Znajoma prowadząca na Mazurach gospodarstwo agroturystyczne opowiedziała mi co spotkało jej syna, ucznia 8 klasy szkoły podstawowej. Znajomi to klasyczni inteligenci, obydwoje po wyższych studiach, poza działalnością w branży turystycznej uprawiający tak zwane wolne zawody. Obydwoje są- jak ja to nazywam- z epoki Gutenberga, w ich domu są całe ściany książek, wszyscy domownicy czytają, telewizor służy tylko jako monitor poza tym przydatny jest raczej dla gości. Młody też jest wytrawnym i wyrafinowanym czytelnikiem, jego listy lektur nie powstydziłby się student. Lektury szkolne przeczytał dawno, w młodszych klasach, więc nic dziwnego, że zbiory szkolnej biblioteki zupełnie go nie interesują.
Pewnego jesiennego dnia pani bibliotekarka zaliczyła go publicznie do osób niegramotnych i trzymając go na baczność przed całą szkołą beształa za nie korzystanie ze szkolnej biblioteki. Młody tłumaczył się nieśmiało, że ma dużo książek w domu i wszystkie lektury szkolne ma dawno przeczytane. „ A kto ci każe to czytać, masz tylko wypożyczać i kropka” – wykrzyknęła rozwścieczona bibliotekarka.

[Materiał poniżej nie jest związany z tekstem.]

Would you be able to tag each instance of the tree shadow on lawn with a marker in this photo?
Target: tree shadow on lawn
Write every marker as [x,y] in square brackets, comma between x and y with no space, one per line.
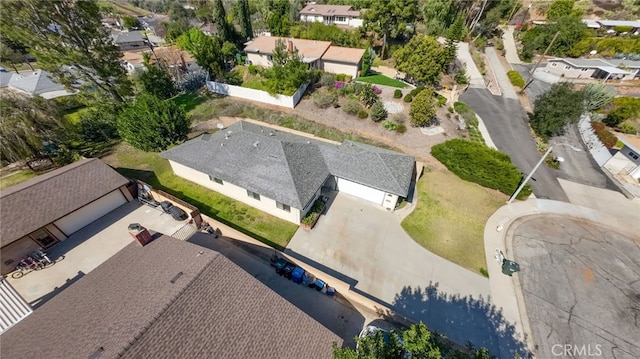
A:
[151,179]
[461,319]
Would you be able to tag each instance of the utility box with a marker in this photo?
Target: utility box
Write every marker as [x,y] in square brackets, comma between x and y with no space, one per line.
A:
[140,234]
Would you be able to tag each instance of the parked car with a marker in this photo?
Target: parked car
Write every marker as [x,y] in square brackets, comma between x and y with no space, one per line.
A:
[176,212]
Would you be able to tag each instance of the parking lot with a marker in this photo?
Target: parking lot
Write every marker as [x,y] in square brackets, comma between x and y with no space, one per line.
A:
[88,248]
[581,287]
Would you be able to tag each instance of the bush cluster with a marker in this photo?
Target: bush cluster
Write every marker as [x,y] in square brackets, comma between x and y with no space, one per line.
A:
[608,139]
[515,78]
[480,164]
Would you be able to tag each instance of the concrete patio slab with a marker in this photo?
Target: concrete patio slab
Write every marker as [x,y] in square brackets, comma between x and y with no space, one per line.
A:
[88,248]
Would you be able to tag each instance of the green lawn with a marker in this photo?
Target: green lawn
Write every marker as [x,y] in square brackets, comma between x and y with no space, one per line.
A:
[15,178]
[379,79]
[155,170]
[450,217]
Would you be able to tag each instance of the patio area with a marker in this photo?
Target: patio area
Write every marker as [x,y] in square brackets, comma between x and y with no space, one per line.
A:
[88,248]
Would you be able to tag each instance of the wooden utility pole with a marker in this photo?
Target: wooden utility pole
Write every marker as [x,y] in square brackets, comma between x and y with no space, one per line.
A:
[530,79]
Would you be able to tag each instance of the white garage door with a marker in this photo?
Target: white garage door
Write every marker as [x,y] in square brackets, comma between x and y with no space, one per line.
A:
[358,190]
[89,213]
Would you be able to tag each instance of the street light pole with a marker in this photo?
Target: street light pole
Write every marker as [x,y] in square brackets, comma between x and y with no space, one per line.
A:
[524,183]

Interwencja matki chłopca u wychowawczyni też nic nie dała. „ Przecież nikt im nie każe czytać tego co wypożyczyli, po co stwarzać niepotrzebne problemy i utrudniać pracę szkoły”- powiedziała wychowawczyni. Sądziłam w naiwności swojej, że bibliotekarka działa pod presją jakiś idiotycznych przepisów rozliczających ją z liczby wypożyczonych miesięcznie czy rocznie książek, którą utożsamia się z poziomem czytelnictwa wśród młodzieży. Okazało się, że nie, nikt nie narzuca szkole żadnych wskaźników czytelnictwa i jest to własny, całkowicie oryginalny pomysł bibliotekarki wspieranej przez dyrekcję szkoły. Następnym wychowawczym posunięciem szkoły wobec krnąbrnego ucznia było doprowadzenie go do biblioteki i zmuszenie żeby wypożyczył pierwszą lepszą książkę. Zrobił to i zostawił książkę na oknie. „Nie będę znosił do domu śmieci”- powiedział hardo. Czeka go zapewne nagana za nazwanie lektury szkolnej śmieciem ale zaimponowała mi jego odwaga cywilna.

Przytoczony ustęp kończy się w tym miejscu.